Chemical Engineering and Process Development Division, CSIR-National Chemical Laboratory, Pune 411008, India.
Nucleic Acids Res. 2013 Jan 7;41(1):21-32. doi: 10.1093/nar/gks950. Epub 2012 Oct 22.
High-throughput chromatin immunoprecipitation has become the method of choice for identifying genomic regions bound by a protein.

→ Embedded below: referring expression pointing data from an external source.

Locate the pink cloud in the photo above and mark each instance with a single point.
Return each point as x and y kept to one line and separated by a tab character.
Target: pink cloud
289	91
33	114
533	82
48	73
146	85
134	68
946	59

Such regions are then investigated for overrepresented sequence motifs, the assumption being that they must correspond to the binding specificity of the profiled protein. However this approach often fails: many bound regions do not contain the 'expected' motif. This is because binding DNA directly at its recognition site is not the only way the protein can cause the region to immunoprecipitate. Its binding specificity can change through association with different co-factors, it can bind DNA indirectly, through intermediaries, or even enforce its function through long-range chromosomal interactions. Conventional motif discovery methods, though largely capable of identifying overrepresented motifs from bound regions, lack the ability to characterize such diverse modes of protein-DNA binding and binding specificities. We present a novel Bayesian method that identifies distinct protein-DNA binding mechanisms without relying on any motif database. The method successfully identifies co-factors of proteins that do not bind DNA directly, such as mediator and p300. It also predicts literature-supported enhancer-promoter interactions. Even for well-studied direct-binding proteins, this method provides compelling evidence for previously uncharacterized dependencies within positions of binding sites, long-range chromosomal interactions and dimerization.
高通量染色质免疫沉淀已成为鉴定蛋白质结合基因组区域的首选方法。然后,这些区域会被进一步研究,寻找过度表达的序列模体,其假设是它们必须与所研究蛋白的结合特异性相对应。然而,这种方法经常失败:许多结合区域并不包含“预期”的模体。这是因为蛋白直接在其识别位点结合 DNA 并不是其引起该区域免疫沉淀的唯一方式。其结合特异性可以通过与不同共因子的关联而改变,它可以通过中介物间接结合 DNA,甚至通过长程染色体相互作用来执行其功能。传统的模体发现方法虽然在很大程度上能够从结合区域中识别过度表达的模体,但缺乏表征这种不同蛋白-DNA 结合方式和结合特异性的能力。我们提出了一种新颖的贝叶斯方法,该方法无需依赖任何模体数据库即可识别不同的蛋白-DNA 结合机制。该方法成功地鉴定了不直接与 DNA 结合的蛋白的共因子,如中介物和 p300。它还预测了文献支持的增强子-启动子相互作用。即使对于研究充分的直接结合蛋白,该方法也为结合位点、长程染色体相互作用和二聚化的先前未表征的依赖性提供了令人信服的证据。